Erlanger leaders act hastily with little public debate

photo Charlsetta Woodward-Thompson, Interim CEO for Erlanger, sits third from the left with her staff at the Erlanger board meeting Monday night.

The Erlanger board of trustees may need medical intervention. They seem to be drinking some Kool-Aid laced with fantasy enhancers.

Could they possibly think a reasonable observer would conclude they needed no discussion of three hospital CEO candidates before a member threw out one name and moments later got a majority vote -- 5-3 -- on the first try during a 16-minute meeting?

And, by the way, that 16 minutes included the time it took for the board to take another vote to call the decision unanimous. There has never, in the history of the world, been a 5-3 vote that was unanimous.

But perhaps the public and the newspaper should cut board members Kim White, Michael Griffin, Dr. Phyllis Miller, Dr. Dan Fisher, Dr. Nita Shumaker, Donnie Hucherson, James Worthington and Russell King some slack.

This misguided move comes before they are to be replaced by a new board under governance rules that will be considered soon by the state Senate. The bill to reinvent Erlanger's hospital authority rules zipped through the Tennessee House of Representatives last week.

Perhaps these folks -- some of whom were also determining hospital policy and approving hospital finances through the disastrous years of former CEO Jim Brexler -- didn't think anyone would notice that their special, called board meeting had an orchestrated feel.

Seriously, would everyone who believes the board met privately for about 45 minutes beforehand to discuss "parliamentary procedure" please stand up?
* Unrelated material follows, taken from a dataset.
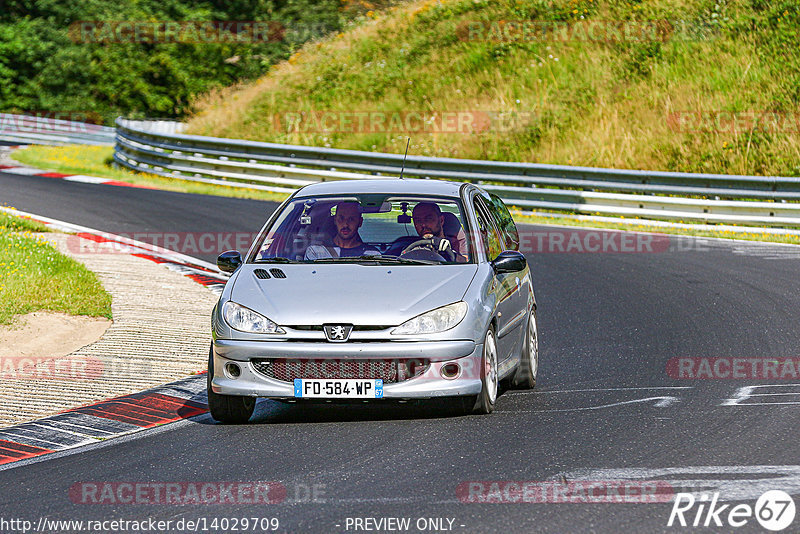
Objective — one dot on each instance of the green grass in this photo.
(96, 161)
(34, 276)
(643, 226)
(573, 102)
Perhaps the no-voters -- Hutcherson, Worthington and King -- voted against the only CEO candidate offered for appearances: After all, board members didn't give themselves a let's-don't-vote option or another candidate to consider.

Perhaps they wanted the clutch of doctors glowering in the back of the board room to at least think the board listened to physicians' and lawmakers' concerns that the vote was rushed. The board had only received the names of three CEO finalists in mid-December after a year-long search, and members had never discussed them publicly. State lawmakers that same month had cautioned the board to hold off on a choice while bills are being shaped to change the hospital's governance.

Perhaps once all that advice was spurned and the no-discussion vote was taken, the board wanted to cover for the actors in this drama. That could have been the reason for a motion to call a 5-3 vote unanimous. Those three no-voters wouldn't want the new CEO seeing them as having no confidence in him, nor would they want to be the new CEO's first targets.

Whatever the reasoning, the board should be ashamed of its brazen and non-transparent thumb-to-the-nose at the public.

The board's revisionist history act was just a bonus for our entertainment.

It might be funny if we didn't have to wonder what else they've done while discussing parliamentary procedure and revising the record.